Salmon closes his new column saying that the most interesting question raised by Generation is whether, in principle, more “sustainable” business practices should also prove more profitable in the long term. That’s exactly the question Al Gore and David Blood are hoping to raise; it was what Lenny Mendonca wrote about; it is the subject on the ongoing reports from Generation’s advocacy arm, the Generation Foundation; and it’s the theme of the many other analyses I mention here.
It’s also the idea behind an organization called Aspiration, which is meant to be “an investment firm with a conscience” for members of the middle class. This month it announced a new Redwood Fund, which offers sustainable-capitalism investment options for low fees, and for minimum investments of as little as $500. (Generation’s funds, as a comparison, are mainly for pension managers or other institutional investors, or for wealthy individuals who can put up a minimum of $3 million.) You can read more about Aspiration here and about the Redwood Fund here. Andrei Cherny, Aspiration’s founder and CEO, said about the fund in an email:
The Aspiration Redwood Fund has a minimum investment of $500 in companies whose sustainable environmental and employee policies make them likely to be more profitable. This is the first fund built in parallel to the new Sustainable Accounting Standards Board (SASB) metrics.
This will open up the Generation model -- investing in companies whose sustainable ESG practices make them more valuable -- to the retail marketplace for a $500 minimum investment. This is a product being run for us by UBS based on a strategy previously only available to their private wealth clients that has beat the S&P 500 each of the past 6 years by 3.5%.
While sustainable investing is growing fast in funds like Gore's, it has, until now, been mostly available only to the very wealthy and what’s been available to everyday investors has often meant sacrificing returns.

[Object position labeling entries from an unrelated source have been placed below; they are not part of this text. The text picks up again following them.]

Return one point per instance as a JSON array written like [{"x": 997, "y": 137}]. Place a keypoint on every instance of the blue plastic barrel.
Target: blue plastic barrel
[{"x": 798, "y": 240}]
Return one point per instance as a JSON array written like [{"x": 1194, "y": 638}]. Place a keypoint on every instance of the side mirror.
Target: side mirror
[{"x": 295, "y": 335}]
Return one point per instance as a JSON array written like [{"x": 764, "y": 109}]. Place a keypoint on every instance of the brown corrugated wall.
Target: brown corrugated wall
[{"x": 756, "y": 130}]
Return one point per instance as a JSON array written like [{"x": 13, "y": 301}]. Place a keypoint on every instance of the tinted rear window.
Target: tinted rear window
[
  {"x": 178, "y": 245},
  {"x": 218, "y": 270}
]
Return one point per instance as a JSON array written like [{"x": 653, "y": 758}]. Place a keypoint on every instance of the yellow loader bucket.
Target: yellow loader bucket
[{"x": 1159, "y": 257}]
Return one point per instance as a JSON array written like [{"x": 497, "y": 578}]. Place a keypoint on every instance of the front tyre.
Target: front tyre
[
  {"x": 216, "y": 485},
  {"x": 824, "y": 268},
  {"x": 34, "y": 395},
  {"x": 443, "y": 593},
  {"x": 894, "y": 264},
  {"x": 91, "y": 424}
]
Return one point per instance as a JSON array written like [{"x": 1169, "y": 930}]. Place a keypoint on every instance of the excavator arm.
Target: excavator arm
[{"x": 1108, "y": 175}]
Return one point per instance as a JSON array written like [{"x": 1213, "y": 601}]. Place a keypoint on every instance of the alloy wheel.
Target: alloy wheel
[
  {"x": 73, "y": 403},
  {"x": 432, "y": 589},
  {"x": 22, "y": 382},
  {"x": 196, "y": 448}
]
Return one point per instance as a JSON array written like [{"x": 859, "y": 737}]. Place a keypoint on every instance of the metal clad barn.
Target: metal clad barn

Felix Salmon says that this fund looks worth checking out, and I agree. And on what financial innovators at groups as new as Aspiration, as relatively small as Generation, or as established and enormous as BlackRock, may be trying to do, again this point from the original article:
No single small company is going to change finance by itself, and Generation’s past results are no guarantee of its future. But previous examples of market success—Peter Lynch of Fidelity in the early mutual-fund days, Warren Buffett of Berkshire Hathaway with his emphasis on the long term, David Swensen of Yale with his returns from unconventional investments, John Bogle of Vanguard with his advocacy of low-cost indexing—have shifted behavior. Generation’s goal is to present an example of a less environmentally and socially destructive path toward high returns.